To try to understand why Japans' neighbors were so upset, I decided to read a few passages from the controversial new textbook, and see if they weren't overreacting a bit. My initial, albeit limited, research shows the protesters are overly sensitive.
When Nanking fell on December 19, 1937, men and boys were grouped together, bound by barbed wire and either beheaded with swords or shot en masse. Thousands of people, mostly adult men, were instructed to dig holes and then kneel next to them as a way of saving the soldiers the trouble of burying them after execution. They were shot in the head, pushed into the graves, and covered up. Some were simply beheaded Standing up, their bodies and severed heads dumped into the Yangtze River.
On December 19, 1937, Nanking fell. A few bad apples acted independently and killed a handful of civilians. Aside from that, the locals were rounded up and given yard work to keep busy, and not even difficult yard work at that. Seriously. All the Chinese had to do was dig some ditches. Not a huge deal in the scheme of things.
Groups of 3 to 10 marauding soldiers would begin by traveling through the city and robbing whatever there was to steal. They would continue by raping the women and girls and killing anything and anyone that offered any resistance, attempted to run away from them or simply happened to be in the wrong place at the wrong time.
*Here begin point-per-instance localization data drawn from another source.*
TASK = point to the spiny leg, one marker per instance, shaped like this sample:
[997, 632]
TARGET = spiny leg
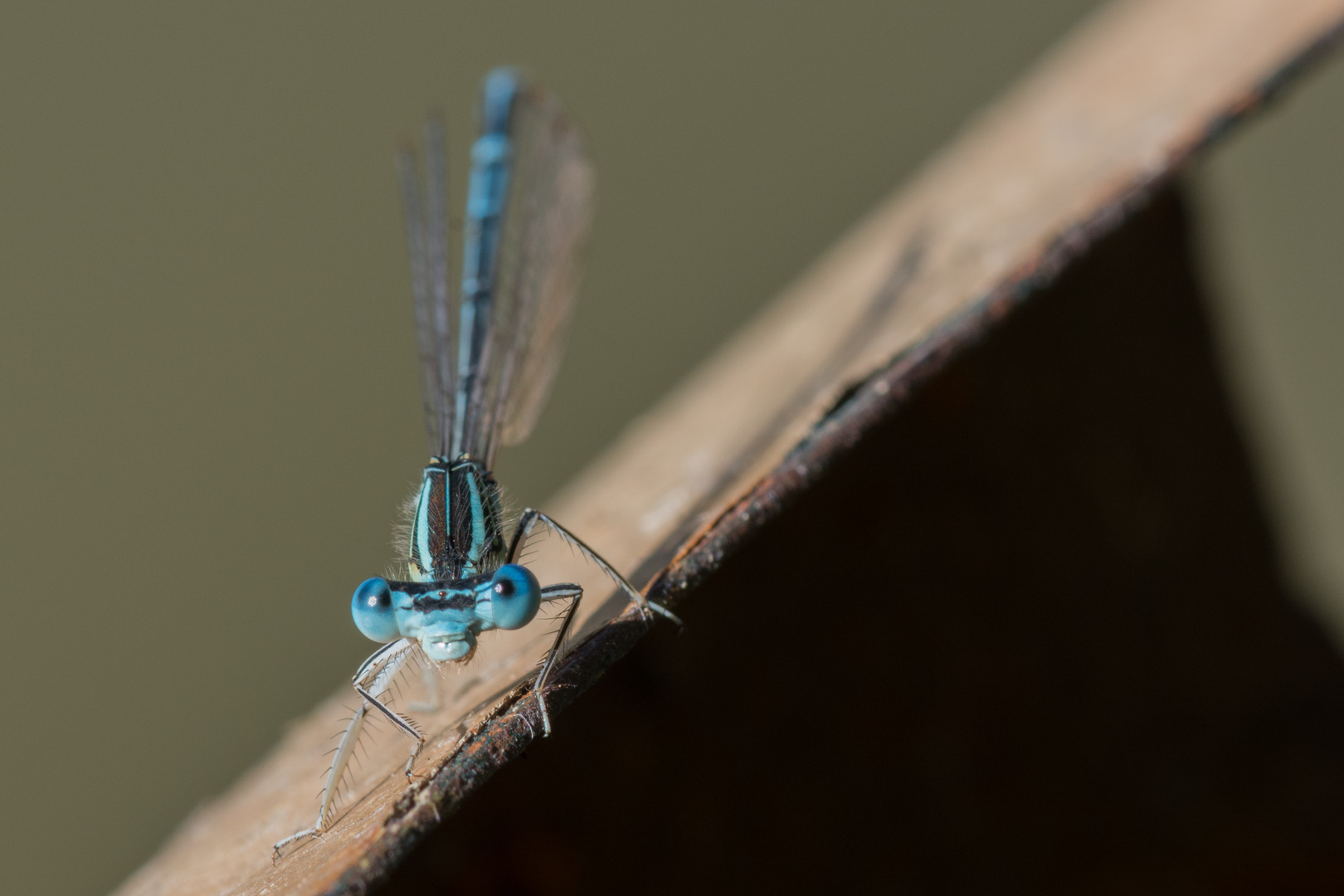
[431, 703]
[373, 679]
[555, 592]
[524, 528]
Japanese soldiers worked out at the gym a lot more than their enemies. As a result, the majority of them had fine physiques that Chinese women found irresistible. A lone Japanese soldier on the streets of Nanking would have to fend off the ladies. To protect one another, soldiers would go out in groups of 3-10 so as not to be taken advantage of by women. When sex did occur, it was usually because a soldier felt sorry for a woman.
The Japanese not only disemboweled, decapitated, and dismembered victims but performed more excruciating varieties of torture. Throughout the city they nailed prisoners to wooden boards and ran over them with tanks, crucified them to trees and electrical posts, carved long strips of flesh from them, and used them for bayonet practice.
To let off steam, Japanese soldiers stationed in Nanking enjoyed long walks along the river, calligraphy and writing poetry. In rare cases, they played loud music after 10 o'clock, which infuriated the Chinese who liked to be in bed by 9pm. Many a sleep-deprived Chinese person invented horrific tales of abuse to get back at the Japanese soldier.
So there you have it. Obviously I should do a little more research, but it seems pretty clear to me that the Chinese, in this case, are overreacting. Also, I can't imagine that a government would make false claims about what happens during a war.